With the development of technologies such as machine vision, image processing, and machine learning, intelligent inspection will inevitably become an indispensable method in future automobile inspection technology. More convenient and intelligent detection methods are bound to be the focus of future development. At the same time, with the rapid development of reverse engineering, the 3D point cloud reconstruction technology has attracted more and more attention in the field of inspection. The formation of 3D images of tires through 3D reconstruction technology and the visual classification and analysis of tire wear are future scholars. Explore the trend. Therefore, studying how to apply deep learning technology in the field of tire tread detection will be the task of current research and has important value in practical applications.
(1) It is necessary to improve the adaptability and robustness of non-contact tire detection under complex driving environment conditions, especially the impact of illumination on visual detection.
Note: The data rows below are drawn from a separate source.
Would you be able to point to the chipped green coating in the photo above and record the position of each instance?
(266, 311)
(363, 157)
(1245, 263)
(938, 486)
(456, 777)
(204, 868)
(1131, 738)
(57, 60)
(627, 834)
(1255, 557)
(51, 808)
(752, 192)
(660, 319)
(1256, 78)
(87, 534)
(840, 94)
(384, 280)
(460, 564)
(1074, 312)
(2) Smart tire technology is more mature in tire pressure and temperature detection, but there is less research in the field of tire tread wear detection. At the same time, the detection accuracy of the chip is limited and it is not easy to install and debug.
(3) Accelerate the application of deep learning and machine learning in the field of tire wear detection, which can detect in the driving and provide real-time feedback during driving; combine point cloud technology and three-dimensional reconstruction technology to achieve visual detection, and can communicate with the Internet through wireless transmission technology. Combine data to classify, analyze, predict and alert tire wear.